Which country were the Dutch belongs to?

the Netherlands Nederlanders) are a Germanic ethnic group and nation native to the Netherlands.

Did Norway escape the resource curse?

After catching- up with its neighbors, Norway surprisingly maintained a higher pace, and appears to have escaped the curse and the disease.

Does Norway have Dutch disease?

In many countries, oil and gas resources have proved detrimental to economic development. Norway is often presented as a resource-abundant economy which has avoided symptoms of resource curse, such as Dutch disease.

Is Norway a Petrostate?

A petrostate is a nation whose economy is heavily dependent on the extraction and export of oil or natural gas. The presence alone of large oil and gas industries does not define a petrostate, as countries like Norway, Canada, and the United States are major oil producers, but also have diversified economies.

What is the natural resource trap?

The resource curse, or resource trap, is a paradoxical situation in which countries with an abundance of non-renewable natural resources experience stagnant economic growth or even economic contraction.

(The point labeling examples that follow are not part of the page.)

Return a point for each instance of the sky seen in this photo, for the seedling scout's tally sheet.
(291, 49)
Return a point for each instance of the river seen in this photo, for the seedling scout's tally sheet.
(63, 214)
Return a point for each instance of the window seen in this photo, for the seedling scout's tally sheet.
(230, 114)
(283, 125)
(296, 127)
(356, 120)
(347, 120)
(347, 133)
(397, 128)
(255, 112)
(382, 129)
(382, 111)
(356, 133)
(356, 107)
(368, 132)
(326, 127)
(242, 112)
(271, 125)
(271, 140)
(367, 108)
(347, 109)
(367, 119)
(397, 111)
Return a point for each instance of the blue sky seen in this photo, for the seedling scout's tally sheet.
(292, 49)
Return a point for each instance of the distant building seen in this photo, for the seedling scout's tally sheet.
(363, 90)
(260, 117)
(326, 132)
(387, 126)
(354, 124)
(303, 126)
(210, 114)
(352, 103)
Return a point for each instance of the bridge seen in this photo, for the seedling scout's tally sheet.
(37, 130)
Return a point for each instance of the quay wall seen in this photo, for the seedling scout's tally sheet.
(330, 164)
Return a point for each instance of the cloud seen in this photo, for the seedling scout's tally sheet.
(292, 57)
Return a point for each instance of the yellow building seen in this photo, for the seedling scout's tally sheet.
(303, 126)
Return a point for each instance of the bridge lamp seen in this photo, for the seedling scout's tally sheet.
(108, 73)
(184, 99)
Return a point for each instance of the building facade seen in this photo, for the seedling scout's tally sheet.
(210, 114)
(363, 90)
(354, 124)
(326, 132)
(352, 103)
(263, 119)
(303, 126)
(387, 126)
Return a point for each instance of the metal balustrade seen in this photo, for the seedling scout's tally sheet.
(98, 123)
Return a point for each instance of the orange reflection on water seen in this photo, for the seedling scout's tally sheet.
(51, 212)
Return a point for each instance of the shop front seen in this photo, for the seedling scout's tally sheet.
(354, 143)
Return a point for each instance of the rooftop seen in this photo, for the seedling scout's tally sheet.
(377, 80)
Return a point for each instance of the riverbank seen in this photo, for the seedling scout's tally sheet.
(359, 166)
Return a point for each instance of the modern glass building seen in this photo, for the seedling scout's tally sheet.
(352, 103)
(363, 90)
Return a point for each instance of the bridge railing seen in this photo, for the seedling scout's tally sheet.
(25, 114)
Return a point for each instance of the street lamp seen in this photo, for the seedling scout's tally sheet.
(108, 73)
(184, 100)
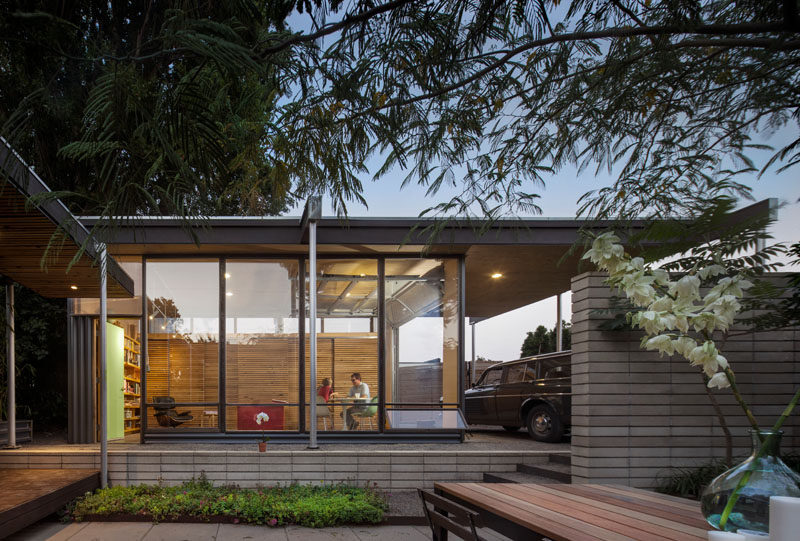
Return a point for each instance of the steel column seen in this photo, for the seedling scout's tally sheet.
(11, 414)
(103, 375)
(312, 317)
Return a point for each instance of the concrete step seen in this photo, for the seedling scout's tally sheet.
(516, 477)
(552, 470)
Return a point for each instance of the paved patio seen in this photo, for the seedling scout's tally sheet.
(145, 531)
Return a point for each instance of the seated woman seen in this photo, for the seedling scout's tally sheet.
(325, 390)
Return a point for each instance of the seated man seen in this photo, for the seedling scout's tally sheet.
(359, 390)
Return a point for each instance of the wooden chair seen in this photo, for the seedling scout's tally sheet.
(368, 413)
(324, 412)
(462, 523)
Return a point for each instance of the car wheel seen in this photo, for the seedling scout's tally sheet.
(544, 424)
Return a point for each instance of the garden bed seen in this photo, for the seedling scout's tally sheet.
(199, 501)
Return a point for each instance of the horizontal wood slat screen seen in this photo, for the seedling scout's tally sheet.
(263, 371)
(185, 371)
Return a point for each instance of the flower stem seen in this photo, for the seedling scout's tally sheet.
(766, 444)
(735, 390)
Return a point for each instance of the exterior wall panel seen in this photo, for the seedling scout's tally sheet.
(636, 415)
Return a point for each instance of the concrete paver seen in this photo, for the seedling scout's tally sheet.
(182, 532)
(246, 532)
(112, 531)
(390, 533)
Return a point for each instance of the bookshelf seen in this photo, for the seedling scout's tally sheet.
(132, 389)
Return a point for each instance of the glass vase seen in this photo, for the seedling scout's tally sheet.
(750, 484)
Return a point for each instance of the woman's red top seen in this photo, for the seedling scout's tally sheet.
(325, 392)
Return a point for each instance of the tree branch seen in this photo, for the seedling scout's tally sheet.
(344, 23)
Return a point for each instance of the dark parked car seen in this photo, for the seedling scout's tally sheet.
(535, 392)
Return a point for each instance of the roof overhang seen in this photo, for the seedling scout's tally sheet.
(534, 255)
(44, 247)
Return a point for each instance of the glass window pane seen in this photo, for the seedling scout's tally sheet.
(347, 343)
(515, 373)
(261, 343)
(418, 419)
(422, 331)
(182, 343)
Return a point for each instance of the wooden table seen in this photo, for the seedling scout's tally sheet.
(580, 512)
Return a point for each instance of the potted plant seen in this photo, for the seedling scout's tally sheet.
(262, 419)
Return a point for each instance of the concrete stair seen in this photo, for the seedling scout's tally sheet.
(557, 469)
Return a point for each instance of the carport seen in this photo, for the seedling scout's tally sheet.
(47, 250)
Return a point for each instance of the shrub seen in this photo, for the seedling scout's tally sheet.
(306, 505)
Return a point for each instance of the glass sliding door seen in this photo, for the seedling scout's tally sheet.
(347, 344)
(421, 337)
(262, 344)
(182, 368)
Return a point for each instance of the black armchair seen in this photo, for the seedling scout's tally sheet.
(164, 411)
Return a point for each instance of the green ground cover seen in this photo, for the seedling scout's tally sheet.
(312, 506)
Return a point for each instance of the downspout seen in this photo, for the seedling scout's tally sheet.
(11, 414)
(103, 376)
(312, 214)
(559, 338)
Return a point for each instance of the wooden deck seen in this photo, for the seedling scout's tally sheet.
(580, 512)
(30, 495)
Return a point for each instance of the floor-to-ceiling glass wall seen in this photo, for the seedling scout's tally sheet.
(262, 312)
(348, 383)
(182, 369)
(422, 345)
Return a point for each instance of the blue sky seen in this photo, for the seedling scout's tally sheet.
(500, 338)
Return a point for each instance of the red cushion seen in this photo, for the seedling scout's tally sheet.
(246, 418)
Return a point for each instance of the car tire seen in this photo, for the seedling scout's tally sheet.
(544, 425)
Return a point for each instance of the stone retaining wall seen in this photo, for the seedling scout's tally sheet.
(386, 469)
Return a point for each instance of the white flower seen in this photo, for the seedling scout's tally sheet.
(662, 343)
(719, 380)
(710, 271)
(661, 276)
(687, 288)
(684, 345)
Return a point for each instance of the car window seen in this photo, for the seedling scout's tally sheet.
(555, 368)
(530, 371)
(491, 377)
(515, 373)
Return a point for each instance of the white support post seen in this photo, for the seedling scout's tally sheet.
(10, 357)
(472, 372)
(312, 365)
(103, 376)
(559, 337)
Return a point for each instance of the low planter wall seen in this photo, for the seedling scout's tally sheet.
(384, 469)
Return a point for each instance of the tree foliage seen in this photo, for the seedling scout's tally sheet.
(543, 340)
(193, 108)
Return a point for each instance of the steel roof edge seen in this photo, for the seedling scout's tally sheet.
(22, 177)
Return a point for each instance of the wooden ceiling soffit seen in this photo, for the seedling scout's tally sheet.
(28, 233)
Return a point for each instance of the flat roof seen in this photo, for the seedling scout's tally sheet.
(30, 232)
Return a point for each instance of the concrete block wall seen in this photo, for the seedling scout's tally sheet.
(635, 415)
(386, 469)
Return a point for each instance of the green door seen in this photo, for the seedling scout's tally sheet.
(115, 400)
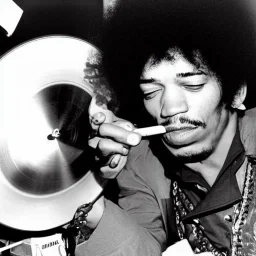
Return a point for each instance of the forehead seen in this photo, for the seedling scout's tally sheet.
(174, 62)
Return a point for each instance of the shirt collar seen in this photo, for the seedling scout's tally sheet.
(225, 190)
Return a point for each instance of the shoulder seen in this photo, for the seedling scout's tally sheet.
(247, 126)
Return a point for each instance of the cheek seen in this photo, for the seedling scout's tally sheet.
(153, 108)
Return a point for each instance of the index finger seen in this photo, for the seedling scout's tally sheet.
(119, 134)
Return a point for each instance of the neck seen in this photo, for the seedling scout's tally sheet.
(210, 167)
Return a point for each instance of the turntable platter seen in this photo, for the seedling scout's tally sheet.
(45, 161)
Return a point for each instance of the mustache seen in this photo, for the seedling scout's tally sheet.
(183, 120)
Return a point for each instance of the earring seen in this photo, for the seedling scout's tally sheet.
(240, 107)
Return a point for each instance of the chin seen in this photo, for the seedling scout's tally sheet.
(193, 156)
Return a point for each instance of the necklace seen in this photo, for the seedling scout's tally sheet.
(183, 205)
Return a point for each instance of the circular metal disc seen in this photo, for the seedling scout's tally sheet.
(45, 160)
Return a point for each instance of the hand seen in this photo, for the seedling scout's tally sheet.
(182, 248)
(113, 139)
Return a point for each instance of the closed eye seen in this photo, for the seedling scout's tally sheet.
(194, 87)
(149, 95)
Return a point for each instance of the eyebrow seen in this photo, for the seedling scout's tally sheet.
(188, 74)
(179, 75)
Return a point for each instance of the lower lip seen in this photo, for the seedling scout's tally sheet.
(183, 136)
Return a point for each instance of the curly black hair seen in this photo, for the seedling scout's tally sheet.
(223, 31)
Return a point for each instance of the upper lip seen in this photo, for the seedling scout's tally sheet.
(178, 128)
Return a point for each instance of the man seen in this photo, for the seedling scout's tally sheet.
(191, 63)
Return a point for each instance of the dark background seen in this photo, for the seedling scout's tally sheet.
(78, 18)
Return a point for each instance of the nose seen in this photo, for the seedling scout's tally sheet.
(173, 102)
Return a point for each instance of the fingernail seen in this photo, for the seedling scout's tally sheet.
(98, 118)
(128, 127)
(133, 139)
(125, 151)
(115, 161)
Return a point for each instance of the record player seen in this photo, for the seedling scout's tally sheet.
(45, 161)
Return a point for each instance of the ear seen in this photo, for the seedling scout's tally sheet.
(239, 98)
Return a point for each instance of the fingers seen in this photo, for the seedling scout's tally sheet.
(119, 134)
(108, 147)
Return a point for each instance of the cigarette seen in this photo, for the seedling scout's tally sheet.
(153, 130)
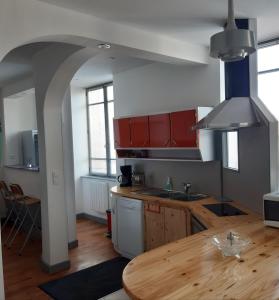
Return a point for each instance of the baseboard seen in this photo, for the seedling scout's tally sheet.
(73, 244)
(55, 268)
(90, 217)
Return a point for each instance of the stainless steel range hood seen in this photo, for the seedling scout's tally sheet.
(231, 114)
(239, 110)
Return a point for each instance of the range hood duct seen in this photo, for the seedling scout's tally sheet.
(232, 44)
(239, 110)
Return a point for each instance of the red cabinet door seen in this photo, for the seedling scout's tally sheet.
(182, 134)
(159, 130)
(122, 134)
(139, 132)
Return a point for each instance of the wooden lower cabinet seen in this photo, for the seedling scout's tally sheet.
(165, 224)
(154, 225)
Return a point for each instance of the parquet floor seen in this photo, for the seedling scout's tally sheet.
(22, 274)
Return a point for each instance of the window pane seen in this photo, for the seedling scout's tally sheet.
(96, 96)
(97, 131)
(111, 135)
(113, 167)
(98, 166)
(110, 94)
(232, 148)
(268, 58)
(269, 91)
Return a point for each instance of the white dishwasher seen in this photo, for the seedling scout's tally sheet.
(130, 227)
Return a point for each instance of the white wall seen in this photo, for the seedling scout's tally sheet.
(19, 115)
(80, 142)
(69, 166)
(163, 87)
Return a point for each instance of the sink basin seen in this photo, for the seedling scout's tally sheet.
(180, 196)
(185, 197)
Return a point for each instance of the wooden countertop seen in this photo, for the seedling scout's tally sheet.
(192, 268)
(209, 219)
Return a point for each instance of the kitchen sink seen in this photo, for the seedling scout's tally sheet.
(180, 196)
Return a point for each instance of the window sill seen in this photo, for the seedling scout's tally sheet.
(102, 178)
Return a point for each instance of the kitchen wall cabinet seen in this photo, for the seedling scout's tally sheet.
(164, 224)
(164, 136)
(182, 134)
(159, 130)
(122, 134)
(139, 128)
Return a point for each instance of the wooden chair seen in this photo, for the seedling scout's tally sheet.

What is the meaning of rent seeking?

Rent seeking is an economic concept that occurs when an entity seeks to gain wealth without any reciprocal contribution of productivity. … An example of rent seeking is when a company lobbies the government for grants, subsidies, or tariff protection.

What is classical growth theory?

Classical growth theory was developed by (mostly British) economists during the Industrial Revolution. Classical growth theory explains economic growth as a result of capital accumulation and the reinvestment of profits derived from specialization, the division of labor, and the pursuit of comparative advantage.